This module has been created aimed to put here all the necesary transformations after the LLM call and before to trasmit to the PDFGenerator. The functionality rely on configurations entries These entries are stored in regex_config.json. Each entry has this struct:

{
  "description": "Description of the changes to apply",
  "pattern": "Regex to complile and apply. Be careful to escape the necessary characters.",
  "replace": "Regex or str to replace if the pattern matches"
},

Important

It is mandatory indicate the correct counter of configs in n_configs, as well as to increase version number each time the file got changes

Results

The ReportGenerator.generate method now returns a report as a dict object. This report contains:

{
  "input_files": <List[str]>,
  "output_files": <List[str]>,
  "time_spent": <float>,
  "money_spent": <float> | <str>
  "out_files_data": <List[dict]>
}
Field Type Description
input_files List[str] List of names or paths of the input files.
output_files List[str] List of names or paths of the generated output files.
time_spent float Time spent (in minutes) to perform the operation.
money_spent float or str Money spent (in $) to perform the operation.
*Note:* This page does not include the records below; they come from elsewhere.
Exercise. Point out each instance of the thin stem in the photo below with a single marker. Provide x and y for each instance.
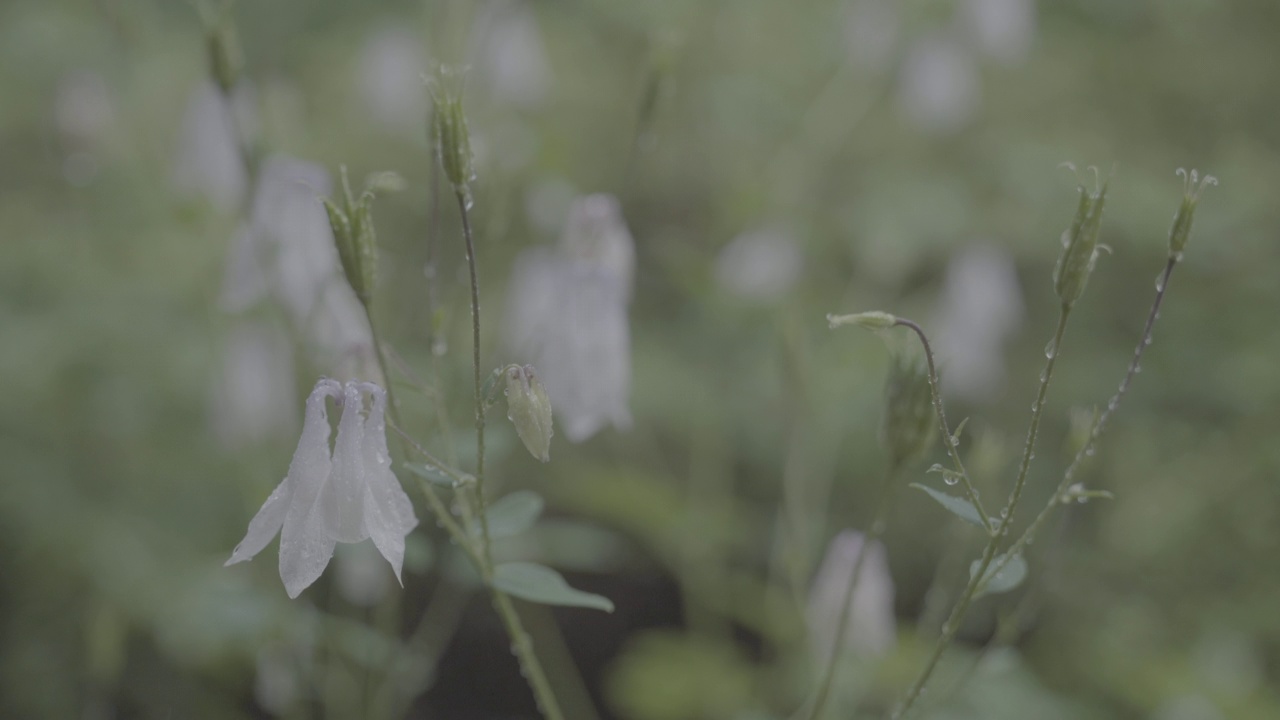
(947, 438)
(952, 625)
(872, 537)
(475, 365)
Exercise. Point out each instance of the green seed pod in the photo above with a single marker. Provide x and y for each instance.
(1182, 229)
(530, 410)
(1079, 247)
(448, 127)
(909, 419)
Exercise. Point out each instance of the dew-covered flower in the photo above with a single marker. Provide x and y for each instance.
(872, 628)
(567, 315)
(759, 265)
(347, 495)
(981, 305)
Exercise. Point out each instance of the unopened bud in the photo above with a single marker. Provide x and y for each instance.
(873, 320)
(449, 127)
(1182, 229)
(1079, 246)
(909, 420)
(530, 410)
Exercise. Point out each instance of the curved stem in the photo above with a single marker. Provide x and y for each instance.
(952, 625)
(872, 537)
(947, 438)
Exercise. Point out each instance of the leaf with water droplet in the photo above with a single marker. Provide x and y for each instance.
(958, 506)
(539, 583)
(1000, 579)
(513, 514)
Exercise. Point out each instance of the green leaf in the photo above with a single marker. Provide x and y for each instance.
(959, 506)
(1002, 580)
(513, 514)
(539, 583)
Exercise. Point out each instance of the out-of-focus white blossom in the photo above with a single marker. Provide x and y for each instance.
(329, 497)
(940, 87)
(872, 627)
(759, 265)
(209, 162)
(254, 397)
(1002, 28)
(567, 315)
(511, 58)
(286, 253)
(391, 78)
(981, 305)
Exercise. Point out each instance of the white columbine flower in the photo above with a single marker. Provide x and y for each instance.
(346, 496)
(567, 315)
(872, 628)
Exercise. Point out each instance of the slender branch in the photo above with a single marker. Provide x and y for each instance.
(952, 625)
(947, 438)
(872, 537)
(475, 364)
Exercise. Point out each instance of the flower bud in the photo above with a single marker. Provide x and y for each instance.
(449, 128)
(1182, 229)
(1079, 246)
(909, 419)
(873, 320)
(530, 410)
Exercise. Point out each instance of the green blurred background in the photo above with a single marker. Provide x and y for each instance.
(883, 139)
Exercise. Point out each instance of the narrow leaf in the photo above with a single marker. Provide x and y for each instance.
(513, 514)
(539, 583)
(959, 506)
(1002, 580)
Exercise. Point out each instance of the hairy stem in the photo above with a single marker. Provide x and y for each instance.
(952, 625)
(947, 438)
(871, 538)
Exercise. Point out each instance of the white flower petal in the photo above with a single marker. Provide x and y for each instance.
(388, 510)
(265, 524)
(305, 547)
(342, 500)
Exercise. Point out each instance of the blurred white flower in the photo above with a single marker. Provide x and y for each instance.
(567, 315)
(981, 305)
(940, 89)
(511, 58)
(346, 496)
(872, 627)
(254, 397)
(391, 78)
(287, 253)
(1002, 28)
(209, 162)
(759, 265)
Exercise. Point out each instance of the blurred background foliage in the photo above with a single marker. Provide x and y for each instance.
(881, 140)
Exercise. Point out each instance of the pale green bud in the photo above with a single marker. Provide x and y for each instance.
(1182, 229)
(1079, 246)
(909, 417)
(873, 320)
(530, 410)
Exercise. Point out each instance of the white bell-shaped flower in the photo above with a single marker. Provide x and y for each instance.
(347, 495)
(872, 628)
(567, 315)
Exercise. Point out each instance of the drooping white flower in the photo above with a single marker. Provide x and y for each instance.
(759, 265)
(328, 497)
(872, 628)
(567, 315)
(981, 305)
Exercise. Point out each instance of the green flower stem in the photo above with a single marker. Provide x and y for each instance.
(872, 537)
(475, 364)
(947, 438)
(1112, 405)
(952, 625)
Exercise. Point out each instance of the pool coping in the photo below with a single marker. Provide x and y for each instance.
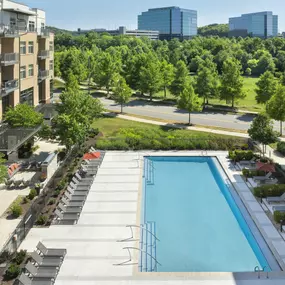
(220, 156)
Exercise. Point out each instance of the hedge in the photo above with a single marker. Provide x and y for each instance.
(269, 190)
(279, 216)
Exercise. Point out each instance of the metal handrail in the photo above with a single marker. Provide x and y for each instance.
(139, 227)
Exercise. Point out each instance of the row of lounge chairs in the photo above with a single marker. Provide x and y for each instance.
(70, 207)
(44, 266)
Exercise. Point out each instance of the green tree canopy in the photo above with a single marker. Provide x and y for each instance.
(181, 76)
(266, 87)
(261, 130)
(276, 106)
(23, 115)
(231, 82)
(188, 99)
(122, 91)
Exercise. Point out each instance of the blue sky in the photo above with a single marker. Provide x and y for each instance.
(87, 14)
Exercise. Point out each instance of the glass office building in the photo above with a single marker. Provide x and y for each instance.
(262, 24)
(171, 22)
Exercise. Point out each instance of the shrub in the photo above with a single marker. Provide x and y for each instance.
(33, 194)
(16, 210)
(281, 147)
(279, 216)
(12, 272)
(20, 257)
(269, 190)
(42, 219)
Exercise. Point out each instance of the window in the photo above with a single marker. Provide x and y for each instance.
(23, 72)
(31, 47)
(51, 65)
(23, 48)
(31, 70)
(51, 45)
(31, 26)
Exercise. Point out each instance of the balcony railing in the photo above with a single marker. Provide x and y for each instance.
(45, 33)
(43, 54)
(9, 31)
(9, 86)
(9, 58)
(43, 74)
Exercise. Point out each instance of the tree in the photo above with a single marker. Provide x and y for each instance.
(181, 75)
(122, 91)
(23, 115)
(150, 77)
(261, 130)
(167, 74)
(3, 169)
(188, 100)
(276, 106)
(207, 82)
(266, 87)
(75, 116)
(231, 81)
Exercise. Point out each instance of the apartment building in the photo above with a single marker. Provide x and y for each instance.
(27, 59)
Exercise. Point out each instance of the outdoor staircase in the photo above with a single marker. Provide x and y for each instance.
(147, 260)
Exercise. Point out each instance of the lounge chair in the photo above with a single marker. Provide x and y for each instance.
(69, 210)
(261, 178)
(41, 272)
(43, 261)
(71, 203)
(276, 199)
(25, 280)
(72, 198)
(79, 187)
(77, 192)
(66, 217)
(279, 208)
(53, 252)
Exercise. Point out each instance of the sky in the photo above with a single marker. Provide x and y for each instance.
(110, 14)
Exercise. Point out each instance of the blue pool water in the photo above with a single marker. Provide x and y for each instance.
(200, 227)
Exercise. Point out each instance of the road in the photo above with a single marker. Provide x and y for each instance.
(239, 122)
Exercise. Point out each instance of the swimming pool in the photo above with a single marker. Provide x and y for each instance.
(191, 221)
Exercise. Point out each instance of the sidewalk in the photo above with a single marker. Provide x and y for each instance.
(270, 152)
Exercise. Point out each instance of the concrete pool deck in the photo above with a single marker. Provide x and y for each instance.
(92, 245)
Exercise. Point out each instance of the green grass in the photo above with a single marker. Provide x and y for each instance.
(111, 126)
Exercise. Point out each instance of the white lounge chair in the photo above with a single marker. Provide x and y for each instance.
(276, 199)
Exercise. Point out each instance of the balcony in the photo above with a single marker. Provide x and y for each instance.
(45, 33)
(9, 31)
(43, 54)
(9, 59)
(9, 86)
(43, 74)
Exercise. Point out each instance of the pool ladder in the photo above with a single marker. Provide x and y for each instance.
(258, 271)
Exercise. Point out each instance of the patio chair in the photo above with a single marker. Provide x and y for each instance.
(43, 261)
(71, 210)
(66, 216)
(279, 208)
(53, 252)
(71, 203)
(80, 178)
(276, 199)
(260, 178)
(77, 192)
(79, 186)
(25, 280)
(41, 272)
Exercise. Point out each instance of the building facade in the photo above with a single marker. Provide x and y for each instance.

Explanation in str if it could not be calculated.
out_files_data ``List[dict]` List of dictionaries containing important values for each processed input.

Content of out_files_data

[
  {
    "input": <md5_hash>,
    "out_file_data": {
      "malware_type": <List[str]>,
      "family": <str>,
      "is_ransomware": <bool>,
      "signatures": [
        {
          "name": <str>,
          "description": <str>,
          "severity": <int>,
          "confidence": <int>
        },
        ...
      ],
      "analysis_summary": <str>,
      "initial_recommendations": <str>,
      "iocs": [
        {
          "type": <str>,
          "value": <str>,
          "observations": <str>
        },
        ...
      ]
    }
  },
  ...
]
Field Type Description
input str MD5 hash that identifies the analyzed input sample.
out_file_data dict Aggregated report data extracted for that input sample.
out_file_data.malware_type List[str] List of detected malware categories (for example: trojan, spyware).
out_file_data.family str Detected malware family name.
out_file_data.is_ransomware bool Indicates whether the sample is classified as ransomware.
out_file_data.signatures List[dict] List of behavioral signatures found during analysis.
out_file_data.signatures[].name str Signature name.
out_file_data.signatures[].description str Signature description.
out_file_data.signatures[].severity int Signature severity score.
out_file_data.signatures[].confidence int Signature confidence score.
out_file_data.analysis_summary str Executive summary of the analysis results.
out_file_data.initial_recommendations str Initial mitigation and response recommendations.
out_file_data.iocs List[dict] List of extracted Indicators of Compromise (IOCs).
out_file_data.iocs[].type str IOC type (for example: domain, IP, hash, URL).
out_file_data.iocs[].value str IOC value.
out_file_data.iocs[].observations str Additional context or notes for the IOC.

Automatic batch process

See the guide here: batch_upload/README.md

Cape module integration

See the guide here: cape/README.md

License

This work is licensed under the Creative Commons Attribution-NonCommercial-ShareAlike 4.0 International License (CC BY-NC-SA 4.0).

About

Ciberlab Project contains multiple malware samples dynamic analysis. In this project, analysis output will be sliced and processed to generate human readable pdf reports.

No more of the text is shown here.